# Using HTMD to setup a DNA simulation in explicit solvent

HTMD: High-Throughput Molecular Dynamics for Molecular Discovery
S. Doerr, M. J. Harvey, Frank Noé, and G. De Fabritiis
Journal of Chemical Theory and Computation 2016 12 (4), 1845-1852
DOI: 10.1021/acs.jctc.6b00049.

    
https://software.acellera.com/docs/latest/htmd/index.html

Before you start, make sure that HTMD is installed on your machine. 
HTMD can be installed using conda.
Best to create a conda HTMD environment

conda create -n htmd python=3.7

conda activate htmd

conda install -c acellera -c conda-forge htmd


This workshop will work best in a jupyter-notebook (set up part and analysis) and a terminal (running the simulations). The first thing to do is to open a new terminal: from the jupyter home page click the new button on the top right and select terminal. You might want to open the terminal in a new window (right click on terminal and select open in new window). Don't close this notebook (until you have finished the tutorial)!

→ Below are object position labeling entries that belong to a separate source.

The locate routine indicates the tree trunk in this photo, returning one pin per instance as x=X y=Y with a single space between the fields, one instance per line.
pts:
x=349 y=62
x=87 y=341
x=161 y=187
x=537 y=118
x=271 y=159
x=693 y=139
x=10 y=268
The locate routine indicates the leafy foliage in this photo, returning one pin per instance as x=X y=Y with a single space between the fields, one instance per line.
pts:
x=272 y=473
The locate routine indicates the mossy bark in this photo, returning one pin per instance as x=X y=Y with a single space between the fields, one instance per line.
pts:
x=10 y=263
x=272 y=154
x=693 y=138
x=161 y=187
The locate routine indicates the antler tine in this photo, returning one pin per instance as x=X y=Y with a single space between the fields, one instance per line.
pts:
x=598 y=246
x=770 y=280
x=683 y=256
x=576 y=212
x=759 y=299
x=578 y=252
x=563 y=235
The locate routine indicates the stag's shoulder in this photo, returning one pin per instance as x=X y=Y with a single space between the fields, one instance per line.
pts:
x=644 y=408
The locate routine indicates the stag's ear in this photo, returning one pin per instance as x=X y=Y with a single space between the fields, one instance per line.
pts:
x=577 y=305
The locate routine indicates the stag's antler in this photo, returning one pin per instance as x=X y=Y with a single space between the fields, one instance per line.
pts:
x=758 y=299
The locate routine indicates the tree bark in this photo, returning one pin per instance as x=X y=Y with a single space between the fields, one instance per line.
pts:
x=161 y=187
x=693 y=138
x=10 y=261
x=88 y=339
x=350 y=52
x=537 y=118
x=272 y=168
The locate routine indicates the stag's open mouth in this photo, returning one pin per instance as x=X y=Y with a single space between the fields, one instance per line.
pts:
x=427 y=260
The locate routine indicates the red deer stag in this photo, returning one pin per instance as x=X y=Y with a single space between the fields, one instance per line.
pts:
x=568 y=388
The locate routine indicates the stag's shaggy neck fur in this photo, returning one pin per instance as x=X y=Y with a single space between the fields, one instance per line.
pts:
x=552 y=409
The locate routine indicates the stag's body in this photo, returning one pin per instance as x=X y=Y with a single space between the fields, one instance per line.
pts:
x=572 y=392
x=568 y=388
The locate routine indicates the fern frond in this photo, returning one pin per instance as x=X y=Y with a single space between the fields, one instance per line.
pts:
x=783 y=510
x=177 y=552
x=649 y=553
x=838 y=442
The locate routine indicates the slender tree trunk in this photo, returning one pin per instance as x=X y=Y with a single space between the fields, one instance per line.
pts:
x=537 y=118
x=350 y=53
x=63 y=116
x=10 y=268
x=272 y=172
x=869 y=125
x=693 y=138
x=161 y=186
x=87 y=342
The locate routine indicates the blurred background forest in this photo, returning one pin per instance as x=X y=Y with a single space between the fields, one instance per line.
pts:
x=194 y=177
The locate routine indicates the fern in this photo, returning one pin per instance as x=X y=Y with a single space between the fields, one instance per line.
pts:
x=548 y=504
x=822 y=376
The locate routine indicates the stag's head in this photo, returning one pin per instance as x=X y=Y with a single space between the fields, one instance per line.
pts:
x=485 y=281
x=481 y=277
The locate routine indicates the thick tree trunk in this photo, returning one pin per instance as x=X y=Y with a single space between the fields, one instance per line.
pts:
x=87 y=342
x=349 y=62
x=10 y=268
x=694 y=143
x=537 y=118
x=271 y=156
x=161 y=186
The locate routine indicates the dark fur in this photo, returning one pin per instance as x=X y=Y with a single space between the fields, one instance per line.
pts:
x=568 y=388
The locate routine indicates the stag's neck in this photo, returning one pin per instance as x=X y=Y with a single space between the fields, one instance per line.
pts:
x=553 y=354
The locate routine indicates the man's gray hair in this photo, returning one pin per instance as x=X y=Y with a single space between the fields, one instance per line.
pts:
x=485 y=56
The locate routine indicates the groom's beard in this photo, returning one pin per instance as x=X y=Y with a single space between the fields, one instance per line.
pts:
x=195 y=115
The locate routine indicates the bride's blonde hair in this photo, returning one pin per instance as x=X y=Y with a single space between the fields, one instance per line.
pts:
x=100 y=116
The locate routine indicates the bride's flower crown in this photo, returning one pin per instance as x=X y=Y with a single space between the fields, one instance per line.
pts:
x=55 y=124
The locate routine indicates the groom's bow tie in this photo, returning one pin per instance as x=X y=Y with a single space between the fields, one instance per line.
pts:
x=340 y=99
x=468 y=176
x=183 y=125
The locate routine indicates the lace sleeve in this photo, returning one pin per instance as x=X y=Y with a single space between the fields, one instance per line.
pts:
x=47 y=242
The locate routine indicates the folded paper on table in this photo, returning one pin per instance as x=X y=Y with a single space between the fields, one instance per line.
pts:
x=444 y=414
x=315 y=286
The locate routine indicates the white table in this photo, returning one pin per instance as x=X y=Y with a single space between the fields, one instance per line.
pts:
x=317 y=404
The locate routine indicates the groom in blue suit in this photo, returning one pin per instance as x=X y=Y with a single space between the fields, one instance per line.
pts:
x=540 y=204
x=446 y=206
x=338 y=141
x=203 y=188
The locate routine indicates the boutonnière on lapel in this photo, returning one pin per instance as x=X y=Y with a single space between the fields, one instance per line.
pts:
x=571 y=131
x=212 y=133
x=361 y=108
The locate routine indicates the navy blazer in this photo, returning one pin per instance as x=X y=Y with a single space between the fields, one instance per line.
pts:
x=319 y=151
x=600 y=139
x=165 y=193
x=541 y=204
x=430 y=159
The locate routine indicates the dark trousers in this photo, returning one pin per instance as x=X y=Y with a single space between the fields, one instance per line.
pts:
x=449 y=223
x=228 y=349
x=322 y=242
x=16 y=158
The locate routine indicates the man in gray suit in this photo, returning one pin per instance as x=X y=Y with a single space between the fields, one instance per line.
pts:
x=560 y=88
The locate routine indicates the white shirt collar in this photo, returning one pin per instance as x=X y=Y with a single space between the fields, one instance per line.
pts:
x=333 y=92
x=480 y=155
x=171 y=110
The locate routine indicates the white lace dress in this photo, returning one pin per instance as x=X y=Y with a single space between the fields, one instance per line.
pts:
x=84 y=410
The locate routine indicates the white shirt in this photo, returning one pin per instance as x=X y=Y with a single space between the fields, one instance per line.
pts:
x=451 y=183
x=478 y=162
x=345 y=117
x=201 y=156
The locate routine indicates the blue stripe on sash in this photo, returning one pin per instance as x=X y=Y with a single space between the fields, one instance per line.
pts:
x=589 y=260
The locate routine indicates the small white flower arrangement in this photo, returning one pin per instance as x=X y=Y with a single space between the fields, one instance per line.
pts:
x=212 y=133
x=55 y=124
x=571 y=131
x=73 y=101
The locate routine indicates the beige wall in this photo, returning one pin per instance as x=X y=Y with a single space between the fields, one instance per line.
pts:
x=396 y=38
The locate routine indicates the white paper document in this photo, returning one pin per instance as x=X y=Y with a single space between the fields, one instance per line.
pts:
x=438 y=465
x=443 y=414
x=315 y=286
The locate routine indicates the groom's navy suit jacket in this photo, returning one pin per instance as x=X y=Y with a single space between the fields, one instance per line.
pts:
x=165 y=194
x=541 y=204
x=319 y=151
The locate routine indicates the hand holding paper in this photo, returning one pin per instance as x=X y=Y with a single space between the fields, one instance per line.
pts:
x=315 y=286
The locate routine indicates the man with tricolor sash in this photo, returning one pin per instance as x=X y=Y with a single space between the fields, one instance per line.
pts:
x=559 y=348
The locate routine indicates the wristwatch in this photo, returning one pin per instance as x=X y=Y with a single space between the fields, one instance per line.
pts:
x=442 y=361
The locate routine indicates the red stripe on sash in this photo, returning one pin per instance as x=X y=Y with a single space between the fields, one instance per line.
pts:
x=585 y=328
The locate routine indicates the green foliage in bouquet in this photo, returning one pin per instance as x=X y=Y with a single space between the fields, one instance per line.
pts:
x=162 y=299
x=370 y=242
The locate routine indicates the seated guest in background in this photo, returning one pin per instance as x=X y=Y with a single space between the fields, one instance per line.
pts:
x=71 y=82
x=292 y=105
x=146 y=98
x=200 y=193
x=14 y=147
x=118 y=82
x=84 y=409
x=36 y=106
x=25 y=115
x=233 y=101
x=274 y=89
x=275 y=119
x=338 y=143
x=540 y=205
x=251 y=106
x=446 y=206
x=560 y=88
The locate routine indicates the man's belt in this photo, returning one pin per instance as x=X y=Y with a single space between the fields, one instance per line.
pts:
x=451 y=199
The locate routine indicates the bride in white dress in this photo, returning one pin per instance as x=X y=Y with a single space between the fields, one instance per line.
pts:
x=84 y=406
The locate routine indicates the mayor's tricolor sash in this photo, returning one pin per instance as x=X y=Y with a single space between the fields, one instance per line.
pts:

Lines in this notebook that begin with > are the lines that you type into the terminal command line. Sample input files can be found in data/.

In [None]:
from htmd.ui import *
from moleculekit.molecule import Molecule
from moleculekit.config import config
config(viewer='webgl')

## Import your PDB structure

In [None]:
dna = Molecule('109D.pdb')

In [None]:
dna.view()

<b>NOTE:</b> You will notice that besides the duplex DNA, there is a ligand, a magnesium ion and some water molecules in the file. To set up DNA, we need to remove the ligand and the magnesium ion first. We shall add the ligand to the system later. 

In [None]:
dna.remove('resname IBB')
dna.remove('resname MG')

<b>NOTE:</b> HTMD requires that every component of the complex is segregated as separate segments

In [None]:
dna = autoSegment(dna, sel='nucleic')
dna.set('segid', 'P', sel='nucleic')
dna.set('segid', 'W', sel='water')

<b>NOTE:</b> Previously we have already parameterized the ligand. All the preprepared files can be found in ./data

In [None]:
ligand = Molecule('./data/mol.mol2')

<b>NOTE:</b> We need to provide the segid for the ligand too

In [None]:
ligand.set('segid','L')
ligand.set('resname','MOL')

## Combining ligand to the DNA file

<b>NOTE:</b> You can visualise the DNA, ligand and the crystallographic waters

In [None]:
mol = Molecule(name='combo')
mol.append(dna)
mol.append(ligand)
mol.reps.add(sel='nucleic', style='Lines', color=None)
mol.reps.add(sel='resname MOL', style='Licorice')
mol.view()

## Setting up the box size and solvation

In [None]:
smol = solvate(mol, pad=12) # box size 12 Ang from edge of solute
smol.reps.add(sel='water', style='Lines')
smol.reps.add(sel='resname MOL or nucleic', style='Licorice')
smol.view()

## Check and add appropriate force field

In [None]:
amber.listFiles()

<b>NOTE:</b> Add full path to force fields if they are installed in a non-conventional place

In [None]:
ffs = ['/home/shozeb/miniconda3/envs/htmd/dat/leap/cmd/leaprc.DNA.bsc1', '/home/shozeb/miniconda3/envs/htmd/dat/leap/cmd/leaprc.DNA.OL15', '/home/shozeb/miniconda3/envs/htmd/dat/leap/cmd/leaprc.water.tip3p']

<b>NOTE:</b> Add the parameters for the ligand. They have been precalculated and saved in ./data

In [None]:
frcmods_amber = ffs + ['./data/mol.frcmod']

## Build the system

(In 0.1M KCl)

In [None]:
molbuilt = amber.build(smol, topo=['./data/mol.mol2'], param=frcmods_amber , ionize=True, saltcation='K', saltconc=0.1, outdir='./build')

In [None]:
molbuilt.reps.add(sel='resname MOL', style='Licorice')
molbuilt.view(sel='not water')

### Switching to terminal 

Do not close this notebook.


Goto file open -> New (on top right hand corner) -> terminal

Once the system is built, you will have a directory called 'build' that will have structure.crd, structure.prmtop and structure.pdb. You can use these to run your simulations. 

Goto the build directory

\> cd build

## Input files

For explicit solvents igb = 0 which is the default value (if you don't specify a value for igb in your input Amber will set it to 0).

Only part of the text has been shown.